Red-white-and-blue quilt patches were tucked inside cards and hand-delivered to members of Congress the day after Valentine’s Day, urging them to act in love for our neighbors who are experiencing homelessness.

The patches had been part of the first-ever Homeless Remembrance Blanket Project on the lawn of the U.S. Capitol, held on Dec. 21, 2022, the longest night of the year. In an art installation not far from the Capitol Christmas tree, more than 1,000 handmade blankets and quilts were spread as a memorial to those who died outside in 2022, and a reminder of those who are still living outside in America.

Staff of ELCA Witness in Society delivered the cards, along with a Living Lutheran article about the event, fact sheets on housing and homelessness, and invitations to visit ministries with neighbors struggling to find or keep a safe place to lay their heads. The Welcome Church in Philadelphia and Hot Metal Bridge Faith Community in Pittsburgh were two of the Pennsylvania ministries extending invitations.

“The high cost of housing, volatility in the wider market, and lack of infrastructure investments are becoming some of the lead drivers of homelessness in our communities,” said Andrew Fuller, ELCA Program Director for Housing and Human Needs. “In many neighborhoods, our congregations and service ministries are struggling to meet demand as housing insecurity stretches their capacity to serve those of us in the greatest need. Lawmakers in Congress need to experience what our ministries are witnessing first-hand to better understand the root drivers of homelessness and the structural policy solutions that can help us meet this crisis.”
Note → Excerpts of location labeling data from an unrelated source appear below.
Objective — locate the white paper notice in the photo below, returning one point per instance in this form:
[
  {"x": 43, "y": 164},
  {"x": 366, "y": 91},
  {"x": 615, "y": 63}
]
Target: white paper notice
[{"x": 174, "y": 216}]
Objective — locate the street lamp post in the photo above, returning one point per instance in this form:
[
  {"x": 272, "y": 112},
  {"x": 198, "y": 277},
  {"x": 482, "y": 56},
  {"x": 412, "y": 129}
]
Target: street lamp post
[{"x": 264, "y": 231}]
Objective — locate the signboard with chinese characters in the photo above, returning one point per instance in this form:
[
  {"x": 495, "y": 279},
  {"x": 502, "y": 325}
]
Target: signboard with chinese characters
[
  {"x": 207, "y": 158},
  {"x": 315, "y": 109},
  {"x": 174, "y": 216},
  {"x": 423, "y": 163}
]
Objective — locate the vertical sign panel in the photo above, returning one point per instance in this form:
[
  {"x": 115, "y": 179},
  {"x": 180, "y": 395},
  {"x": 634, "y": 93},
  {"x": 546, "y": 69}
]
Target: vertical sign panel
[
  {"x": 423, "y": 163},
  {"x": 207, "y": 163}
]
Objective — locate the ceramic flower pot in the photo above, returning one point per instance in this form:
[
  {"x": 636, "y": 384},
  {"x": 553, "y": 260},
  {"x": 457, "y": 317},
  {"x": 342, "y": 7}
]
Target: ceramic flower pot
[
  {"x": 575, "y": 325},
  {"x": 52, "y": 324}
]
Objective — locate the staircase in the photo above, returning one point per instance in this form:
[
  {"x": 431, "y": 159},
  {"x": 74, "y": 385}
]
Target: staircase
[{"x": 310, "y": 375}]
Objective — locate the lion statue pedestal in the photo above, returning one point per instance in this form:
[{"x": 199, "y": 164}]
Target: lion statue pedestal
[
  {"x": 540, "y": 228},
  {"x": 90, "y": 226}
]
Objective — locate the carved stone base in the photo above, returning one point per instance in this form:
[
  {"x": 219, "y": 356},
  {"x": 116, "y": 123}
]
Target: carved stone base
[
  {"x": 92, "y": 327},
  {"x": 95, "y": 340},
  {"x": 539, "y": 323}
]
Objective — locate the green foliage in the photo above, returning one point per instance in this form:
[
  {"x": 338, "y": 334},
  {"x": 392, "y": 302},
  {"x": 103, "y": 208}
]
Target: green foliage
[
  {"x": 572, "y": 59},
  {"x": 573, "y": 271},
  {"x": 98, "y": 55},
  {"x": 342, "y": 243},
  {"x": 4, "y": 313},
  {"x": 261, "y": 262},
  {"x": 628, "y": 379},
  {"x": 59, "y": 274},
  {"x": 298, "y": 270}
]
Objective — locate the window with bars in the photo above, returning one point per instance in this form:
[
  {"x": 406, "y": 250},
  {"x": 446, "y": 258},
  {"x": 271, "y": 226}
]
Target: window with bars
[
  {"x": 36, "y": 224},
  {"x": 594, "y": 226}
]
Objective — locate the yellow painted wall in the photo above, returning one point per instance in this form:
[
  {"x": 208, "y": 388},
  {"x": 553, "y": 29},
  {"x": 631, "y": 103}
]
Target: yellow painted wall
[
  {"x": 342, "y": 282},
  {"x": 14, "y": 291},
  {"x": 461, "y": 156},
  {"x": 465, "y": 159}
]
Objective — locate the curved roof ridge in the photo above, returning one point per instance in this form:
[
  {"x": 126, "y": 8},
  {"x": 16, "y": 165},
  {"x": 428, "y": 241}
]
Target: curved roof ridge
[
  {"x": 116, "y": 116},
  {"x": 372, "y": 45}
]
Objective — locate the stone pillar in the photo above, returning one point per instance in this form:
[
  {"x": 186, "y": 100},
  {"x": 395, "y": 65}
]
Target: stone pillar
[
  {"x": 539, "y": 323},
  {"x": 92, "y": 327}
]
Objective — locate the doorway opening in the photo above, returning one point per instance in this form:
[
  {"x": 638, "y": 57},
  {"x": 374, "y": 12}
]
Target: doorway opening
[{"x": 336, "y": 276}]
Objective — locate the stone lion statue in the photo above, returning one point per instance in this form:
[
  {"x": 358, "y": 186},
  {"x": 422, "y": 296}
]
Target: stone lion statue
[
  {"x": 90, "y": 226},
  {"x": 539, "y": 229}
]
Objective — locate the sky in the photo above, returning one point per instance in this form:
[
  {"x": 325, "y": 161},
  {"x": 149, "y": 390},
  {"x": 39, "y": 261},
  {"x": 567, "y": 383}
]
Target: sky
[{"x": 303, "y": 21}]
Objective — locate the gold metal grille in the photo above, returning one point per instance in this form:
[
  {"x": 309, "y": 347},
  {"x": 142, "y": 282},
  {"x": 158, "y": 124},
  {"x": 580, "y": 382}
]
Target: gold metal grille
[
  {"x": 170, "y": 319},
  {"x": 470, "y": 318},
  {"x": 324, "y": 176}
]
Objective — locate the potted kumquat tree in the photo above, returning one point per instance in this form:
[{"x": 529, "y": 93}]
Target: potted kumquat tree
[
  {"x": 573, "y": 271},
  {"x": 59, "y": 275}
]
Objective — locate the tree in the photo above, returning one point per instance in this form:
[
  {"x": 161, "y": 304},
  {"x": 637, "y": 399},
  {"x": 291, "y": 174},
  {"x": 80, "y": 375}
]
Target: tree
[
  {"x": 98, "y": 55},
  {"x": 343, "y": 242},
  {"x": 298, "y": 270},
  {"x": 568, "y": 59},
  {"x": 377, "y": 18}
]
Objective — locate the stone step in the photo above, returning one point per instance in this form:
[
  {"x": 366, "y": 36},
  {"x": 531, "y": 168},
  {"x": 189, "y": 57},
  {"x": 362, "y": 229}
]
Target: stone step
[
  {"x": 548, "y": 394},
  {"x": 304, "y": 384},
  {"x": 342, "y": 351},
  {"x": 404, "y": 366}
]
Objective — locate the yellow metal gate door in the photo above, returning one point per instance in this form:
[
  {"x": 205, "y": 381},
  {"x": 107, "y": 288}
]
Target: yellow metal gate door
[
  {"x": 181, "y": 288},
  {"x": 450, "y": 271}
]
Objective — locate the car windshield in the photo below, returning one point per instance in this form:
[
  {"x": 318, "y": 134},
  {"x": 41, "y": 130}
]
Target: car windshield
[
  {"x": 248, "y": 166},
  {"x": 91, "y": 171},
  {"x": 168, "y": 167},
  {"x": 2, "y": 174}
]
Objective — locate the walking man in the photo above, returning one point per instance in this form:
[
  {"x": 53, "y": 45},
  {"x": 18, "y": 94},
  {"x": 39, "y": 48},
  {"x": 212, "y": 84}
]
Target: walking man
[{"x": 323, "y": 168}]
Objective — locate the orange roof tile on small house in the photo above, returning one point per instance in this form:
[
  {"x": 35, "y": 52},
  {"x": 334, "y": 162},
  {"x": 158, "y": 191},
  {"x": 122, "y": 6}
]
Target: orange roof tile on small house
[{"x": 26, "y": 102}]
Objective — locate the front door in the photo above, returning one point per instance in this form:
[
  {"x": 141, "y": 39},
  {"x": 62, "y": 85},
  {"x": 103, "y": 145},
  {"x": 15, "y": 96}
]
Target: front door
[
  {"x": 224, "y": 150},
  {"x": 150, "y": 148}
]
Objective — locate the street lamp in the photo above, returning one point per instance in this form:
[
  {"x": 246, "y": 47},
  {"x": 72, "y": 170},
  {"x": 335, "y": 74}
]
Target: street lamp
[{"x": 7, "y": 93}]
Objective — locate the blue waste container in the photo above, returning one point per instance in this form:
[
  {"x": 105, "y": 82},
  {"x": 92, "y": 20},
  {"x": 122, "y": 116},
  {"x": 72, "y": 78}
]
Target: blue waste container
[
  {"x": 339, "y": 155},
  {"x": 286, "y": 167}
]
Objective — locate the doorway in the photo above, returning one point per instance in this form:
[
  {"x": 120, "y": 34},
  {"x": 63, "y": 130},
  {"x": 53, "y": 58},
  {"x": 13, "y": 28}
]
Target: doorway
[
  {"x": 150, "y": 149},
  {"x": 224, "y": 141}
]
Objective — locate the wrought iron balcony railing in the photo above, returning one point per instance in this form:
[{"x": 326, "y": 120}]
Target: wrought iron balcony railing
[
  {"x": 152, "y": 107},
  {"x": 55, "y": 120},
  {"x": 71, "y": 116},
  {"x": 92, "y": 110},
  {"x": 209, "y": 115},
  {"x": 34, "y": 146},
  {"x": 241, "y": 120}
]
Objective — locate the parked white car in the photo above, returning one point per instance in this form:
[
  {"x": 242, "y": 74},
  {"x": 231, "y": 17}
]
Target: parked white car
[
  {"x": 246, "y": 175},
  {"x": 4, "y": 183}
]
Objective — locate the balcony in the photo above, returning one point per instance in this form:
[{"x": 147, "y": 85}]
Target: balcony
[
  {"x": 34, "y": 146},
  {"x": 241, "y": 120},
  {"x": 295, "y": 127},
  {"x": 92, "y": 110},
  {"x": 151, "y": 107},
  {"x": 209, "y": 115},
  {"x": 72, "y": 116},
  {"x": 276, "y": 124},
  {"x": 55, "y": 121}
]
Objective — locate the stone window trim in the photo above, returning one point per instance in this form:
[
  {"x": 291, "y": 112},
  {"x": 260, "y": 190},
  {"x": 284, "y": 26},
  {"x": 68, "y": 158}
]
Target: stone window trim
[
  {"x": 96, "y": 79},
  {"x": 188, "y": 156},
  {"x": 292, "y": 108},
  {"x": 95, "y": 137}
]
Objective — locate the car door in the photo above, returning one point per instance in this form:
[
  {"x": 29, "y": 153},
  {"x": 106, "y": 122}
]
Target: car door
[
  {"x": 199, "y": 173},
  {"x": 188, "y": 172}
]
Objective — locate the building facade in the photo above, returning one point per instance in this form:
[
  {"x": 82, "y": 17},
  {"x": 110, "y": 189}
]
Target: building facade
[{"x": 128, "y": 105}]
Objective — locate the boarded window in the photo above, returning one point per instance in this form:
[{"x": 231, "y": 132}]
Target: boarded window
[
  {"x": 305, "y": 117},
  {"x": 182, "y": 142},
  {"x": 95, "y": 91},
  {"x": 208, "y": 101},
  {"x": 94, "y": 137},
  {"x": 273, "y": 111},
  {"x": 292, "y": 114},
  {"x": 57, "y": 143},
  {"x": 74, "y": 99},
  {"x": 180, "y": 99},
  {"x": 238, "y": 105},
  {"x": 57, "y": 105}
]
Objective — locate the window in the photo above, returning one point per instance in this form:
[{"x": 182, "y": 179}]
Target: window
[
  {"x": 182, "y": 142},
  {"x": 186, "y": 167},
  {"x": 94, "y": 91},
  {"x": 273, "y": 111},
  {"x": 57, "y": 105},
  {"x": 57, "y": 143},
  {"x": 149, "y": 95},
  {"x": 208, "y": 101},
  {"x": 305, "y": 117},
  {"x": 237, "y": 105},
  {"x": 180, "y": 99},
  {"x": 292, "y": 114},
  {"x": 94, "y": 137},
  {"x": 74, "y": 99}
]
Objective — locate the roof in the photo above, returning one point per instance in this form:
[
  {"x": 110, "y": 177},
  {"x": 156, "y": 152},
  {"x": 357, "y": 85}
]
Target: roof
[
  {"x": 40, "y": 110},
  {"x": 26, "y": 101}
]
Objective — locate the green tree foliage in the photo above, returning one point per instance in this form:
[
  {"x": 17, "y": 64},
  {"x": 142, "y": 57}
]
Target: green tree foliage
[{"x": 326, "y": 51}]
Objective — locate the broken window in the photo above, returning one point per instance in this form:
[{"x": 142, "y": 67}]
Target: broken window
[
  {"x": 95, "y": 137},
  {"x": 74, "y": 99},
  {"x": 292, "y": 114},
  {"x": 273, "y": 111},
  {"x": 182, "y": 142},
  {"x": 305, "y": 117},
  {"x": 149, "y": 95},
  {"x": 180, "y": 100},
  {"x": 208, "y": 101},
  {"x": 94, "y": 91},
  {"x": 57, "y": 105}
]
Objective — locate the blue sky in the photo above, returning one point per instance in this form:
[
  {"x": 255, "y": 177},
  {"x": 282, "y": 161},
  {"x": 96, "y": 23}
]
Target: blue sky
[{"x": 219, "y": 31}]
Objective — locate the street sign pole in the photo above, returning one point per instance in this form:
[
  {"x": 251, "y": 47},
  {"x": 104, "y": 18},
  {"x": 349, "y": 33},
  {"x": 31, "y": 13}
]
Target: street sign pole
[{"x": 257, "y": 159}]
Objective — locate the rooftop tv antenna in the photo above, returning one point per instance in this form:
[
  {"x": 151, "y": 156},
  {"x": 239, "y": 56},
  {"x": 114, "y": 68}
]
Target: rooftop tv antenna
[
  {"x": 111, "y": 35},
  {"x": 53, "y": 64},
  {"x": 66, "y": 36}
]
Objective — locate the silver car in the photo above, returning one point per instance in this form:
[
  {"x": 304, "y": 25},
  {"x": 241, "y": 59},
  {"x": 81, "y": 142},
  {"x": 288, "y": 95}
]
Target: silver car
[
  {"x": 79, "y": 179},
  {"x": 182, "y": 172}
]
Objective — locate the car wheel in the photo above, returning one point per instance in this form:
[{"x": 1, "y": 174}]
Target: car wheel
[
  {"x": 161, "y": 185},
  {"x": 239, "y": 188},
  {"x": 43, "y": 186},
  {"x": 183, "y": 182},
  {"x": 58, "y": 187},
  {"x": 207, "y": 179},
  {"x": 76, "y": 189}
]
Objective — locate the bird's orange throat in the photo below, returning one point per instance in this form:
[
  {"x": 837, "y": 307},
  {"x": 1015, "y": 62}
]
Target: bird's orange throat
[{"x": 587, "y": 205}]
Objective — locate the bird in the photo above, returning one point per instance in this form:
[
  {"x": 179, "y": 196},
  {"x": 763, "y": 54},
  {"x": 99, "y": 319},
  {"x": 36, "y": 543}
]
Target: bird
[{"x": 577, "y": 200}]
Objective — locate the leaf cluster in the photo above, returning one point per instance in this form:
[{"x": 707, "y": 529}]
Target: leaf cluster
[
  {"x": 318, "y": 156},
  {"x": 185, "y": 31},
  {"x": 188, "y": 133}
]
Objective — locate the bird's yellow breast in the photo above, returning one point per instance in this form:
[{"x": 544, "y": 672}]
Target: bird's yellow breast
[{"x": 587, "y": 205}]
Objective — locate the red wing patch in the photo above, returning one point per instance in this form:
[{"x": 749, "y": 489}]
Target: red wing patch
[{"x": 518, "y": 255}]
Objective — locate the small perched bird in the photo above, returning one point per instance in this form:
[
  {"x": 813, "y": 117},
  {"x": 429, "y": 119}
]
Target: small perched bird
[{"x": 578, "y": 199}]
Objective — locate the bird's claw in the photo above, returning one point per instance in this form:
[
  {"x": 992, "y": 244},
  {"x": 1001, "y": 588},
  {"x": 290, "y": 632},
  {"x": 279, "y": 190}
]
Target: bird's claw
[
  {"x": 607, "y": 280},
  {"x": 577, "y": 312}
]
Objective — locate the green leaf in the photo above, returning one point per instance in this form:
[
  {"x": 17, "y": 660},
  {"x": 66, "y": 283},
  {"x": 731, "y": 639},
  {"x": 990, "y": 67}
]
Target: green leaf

Fuller said site visits can deepen understanding, particularly for lawmakers who often do not know the full scale or emotional impact of the issues our communities are experiencing.

“As a form of witness and ministry, I could not more highly recommend inviting your own lawmakers to visit your volunteer services,” Fuller said. (Is your congregation engaged in ministry with those who have experienced homelessness or housing insecurity? To extend a site visit invitation, send a note to

“This is an opportunity for lawmakers to take abstract arguments and put them into real context,” said the Rev. Matthew Best, LAMPa Policy Council chair and an organizer of  December’s Homeless Remembrance Blanket Project.  “In a theological sense, it’s an opportunity to see how these issues are embodied in the lives of actual people, our neighbors.  These invitations are opportunities for lawmakers to encounter people who are unhoused, to meet them, to hear their stories and struggles, and then to take those back with them to the halls of power where they can do something to improve these people’s lives. That’s one way we can love our neighbor.”

ELCA state public policy offices around the country, including LAMPa, encouraged affiliated ministries in their states to extend an invitation to their member of Congress.  “It was a great opportunity to work as a team on an issue that affects all of our communities,”  said LAMPa Director Tracey DePasquale.

“It was good for us to be part of these nationwide invitations to Washington state members of Congress,” said Elise DeGooyer, Executive Director of Faith Action Network there.  “We know that homelessness and lack of affordable housing is a crisis across our nation that calls for new policy solutions. Faith communities have been caring for our unsheltered neighbors at their doorsteps for a long time. Faith Action Network is grateful for the chance to join ELCA Advocacy and Lutheran churches in lifting up our beloved neighbors’ experiences to inform the policies that impact them. As constituents actively addressing housing-insecurity, we welcome our Congress members to our churches to witness the experiences of our neighbors most in need and to discuss effective strategies to help address this growing crisis.”

Solveig Muus, Director of Lutheran Advocacy Ministry in Arizona, was especially eager to participate, as someone actively engaged in her own congregation’s ministry with those experiencing homelessness.

“We were pleased that the Homeless Remembrance Blanket Project last December brought much needed attention to the plight of our neighbors experiencing homelessness in our nation, and Lord willing, the Washington Post’s coverage of the event reached our leaders in Washington,” said Muus.  “The need for low cost housing continues to be an issue nearly every city talks about, but not many are able to affect systemic change. They say talk is cheap, right? It’s time for action! That’s why I was delighted that the ELCA participated in the blanket project, and invited our synods to get involved. Four of our congregations in the Grand Canyon Synod extended invitations ~ hand delivered by our ELCA staff! ~ to three Arizona congressmen to visit their ministries serving folks on the streets. I expect they’re busy, but I really hope they come to talk with us, and see the good work, because change happens through relationships and mutual understanding.”